A garantire la sicurezza informatica saranno sempre più le tecnologie di machine learning e l’intelligenza artificiale: è il parere del 75% del campione di responsabili IT aziendali interpellati per il nuovo studio di Eset, 900 persone in tutto tra Usa, UK e Germania. Dallo studio è emerso inoltre che gli statunitensi sono più propensi a pensare che le armi vincenti contro gli hacker siano tecnologiche (82%), contro il 67% nel Regno Unito e il 66% in Germania.
Sia il machine learning sia l’AI, secondo gli intervistati, sarebbero utili per velocizzare i tempi di rilevazione delle minacce e i tempi di risposta, oltre che per contribuire a risolvere la carenza di competenze adeguate nel campo della cybersecurity per le aziende.
Ma la fiducia incondizionata nei confronti delle nuove tecnologie potrebbe anche rappresentare un rischio: “Nell’ambiente aziendale odierno – si legge in una nota di Eset, società specializzata nella produzione di software per la sicurezza digitale, – non sarebbe saggio affidarsi esclusivamente a una tecnologia per costruire una solida difesa informatica e la ML è senza dubbio uno strumento importante nella lotta contro il crimine informatico, ma dovrebbe rappresentare solo una parte della strategia generale di sicurezza informatica di un’organizzazione”.
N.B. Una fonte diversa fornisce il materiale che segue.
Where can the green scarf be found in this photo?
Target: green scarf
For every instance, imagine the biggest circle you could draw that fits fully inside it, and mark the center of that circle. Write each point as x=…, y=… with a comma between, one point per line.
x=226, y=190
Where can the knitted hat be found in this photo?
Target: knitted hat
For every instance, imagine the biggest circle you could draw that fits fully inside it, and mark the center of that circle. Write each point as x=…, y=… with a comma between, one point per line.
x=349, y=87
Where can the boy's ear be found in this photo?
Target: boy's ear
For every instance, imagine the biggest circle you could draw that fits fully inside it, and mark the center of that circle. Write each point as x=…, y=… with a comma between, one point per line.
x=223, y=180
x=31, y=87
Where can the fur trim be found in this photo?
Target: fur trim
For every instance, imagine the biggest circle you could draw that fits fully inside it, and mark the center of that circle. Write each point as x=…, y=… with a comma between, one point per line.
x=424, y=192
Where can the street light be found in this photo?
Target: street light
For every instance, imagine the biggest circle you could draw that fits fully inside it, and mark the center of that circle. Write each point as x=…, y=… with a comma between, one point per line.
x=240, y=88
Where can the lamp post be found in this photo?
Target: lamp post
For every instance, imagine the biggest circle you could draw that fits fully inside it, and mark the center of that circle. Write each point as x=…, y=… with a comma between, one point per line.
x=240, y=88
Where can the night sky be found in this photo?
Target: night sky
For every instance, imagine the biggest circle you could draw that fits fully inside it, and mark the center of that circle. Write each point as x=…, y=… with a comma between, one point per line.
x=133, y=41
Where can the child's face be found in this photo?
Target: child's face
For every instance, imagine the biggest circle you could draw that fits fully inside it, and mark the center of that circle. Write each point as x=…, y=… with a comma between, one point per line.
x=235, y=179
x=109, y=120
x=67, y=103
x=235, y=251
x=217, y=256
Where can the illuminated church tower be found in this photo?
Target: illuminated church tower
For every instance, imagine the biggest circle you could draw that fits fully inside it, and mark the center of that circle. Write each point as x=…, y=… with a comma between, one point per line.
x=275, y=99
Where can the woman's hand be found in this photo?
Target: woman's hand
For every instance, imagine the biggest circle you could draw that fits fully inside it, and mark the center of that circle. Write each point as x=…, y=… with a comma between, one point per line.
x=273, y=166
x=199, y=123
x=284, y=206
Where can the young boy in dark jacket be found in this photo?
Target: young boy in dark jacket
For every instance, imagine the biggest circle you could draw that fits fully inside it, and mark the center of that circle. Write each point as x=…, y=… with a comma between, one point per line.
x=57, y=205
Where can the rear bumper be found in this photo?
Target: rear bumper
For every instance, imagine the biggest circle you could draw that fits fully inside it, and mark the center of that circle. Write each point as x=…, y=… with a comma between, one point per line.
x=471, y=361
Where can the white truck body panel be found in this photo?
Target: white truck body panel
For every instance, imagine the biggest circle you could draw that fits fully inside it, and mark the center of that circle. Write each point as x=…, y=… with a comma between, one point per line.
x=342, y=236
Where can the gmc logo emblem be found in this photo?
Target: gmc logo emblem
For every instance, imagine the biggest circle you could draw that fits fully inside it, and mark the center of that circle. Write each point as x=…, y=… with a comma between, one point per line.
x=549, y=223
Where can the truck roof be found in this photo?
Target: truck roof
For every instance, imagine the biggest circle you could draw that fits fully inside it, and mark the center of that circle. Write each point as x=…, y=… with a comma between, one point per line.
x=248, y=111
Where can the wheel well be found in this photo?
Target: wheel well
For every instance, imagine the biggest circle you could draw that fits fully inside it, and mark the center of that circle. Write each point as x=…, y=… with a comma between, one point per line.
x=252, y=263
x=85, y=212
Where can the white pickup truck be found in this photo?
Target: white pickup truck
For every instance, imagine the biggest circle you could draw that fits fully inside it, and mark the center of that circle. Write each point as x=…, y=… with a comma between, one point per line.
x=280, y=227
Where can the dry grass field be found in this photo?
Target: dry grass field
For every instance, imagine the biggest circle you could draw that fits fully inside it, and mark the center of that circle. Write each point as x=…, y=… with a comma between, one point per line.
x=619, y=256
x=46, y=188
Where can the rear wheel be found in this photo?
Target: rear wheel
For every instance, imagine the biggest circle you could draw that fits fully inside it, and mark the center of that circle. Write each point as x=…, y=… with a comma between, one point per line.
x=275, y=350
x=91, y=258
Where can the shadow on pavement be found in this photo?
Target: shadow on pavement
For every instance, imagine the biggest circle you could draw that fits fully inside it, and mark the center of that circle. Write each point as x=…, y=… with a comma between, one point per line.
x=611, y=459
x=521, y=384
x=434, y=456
Il machine learning sarebbe tra l’altro, secondo i dati del sondaggio, già ampiamente presente nelle strategie di cybersecurity delle aziende: infatti ha dichiarato di servirsene l’89% del campione tedesco, l’87% degli intervistati statunitensi e il 78% di quelli britannici. Qualche confusione però è ancora presente quando si tratta di distinguere tra il significato di machine learning e quello di intelligenza artificiale: il 53% del campione ha infatti ammesso che in azienda i confini tra le due tecnologie non siano ben chiari al management, anche a causa – secondo la lettura di Eset, delle semplificazioni utilizzate dal marketing.
Quanto ai limiti del machine learning, che è certamente molto utile per la scansione del malware, essendo rapidamente in grado di analizzare e identificare la maggior parte delle potenziali minacce per gli utenti e agire in modo proattivo per sconfiggerle, c’è però da essere ben consapevoli dei mitici di questa tecnologia, che per essere efficace deve essere affiancata dalla verifica umana per la classificazione iniziale, per l’analisi di campioni potenzialmente dannosi e per la riduzione del numero di falsi positivi. Inoltre, evidenzia Eset in una nota, gli algoritmi di ML hanno un focus ristretto e un criminale informatico creativo può introdurre scenari completamente nuovi per la ML e quindi ingannare il sistema: “Gli algoritmi di apprendimento automatico possono essere ingannati e gli hacker possono sfruttare questa debolezza creando un codice dannoso che la ML classificherà come oggetto benigno”.
Da qui deriva la necessità di un approccio “strategico”, con soluzioni a più livelli, unite a persone di talento e competenti: “l’unico modo – sottolinea Eset – per rimanere un passo avanti agli hacker mentre il panorama delle minacce informatiche continua ad evolversi”.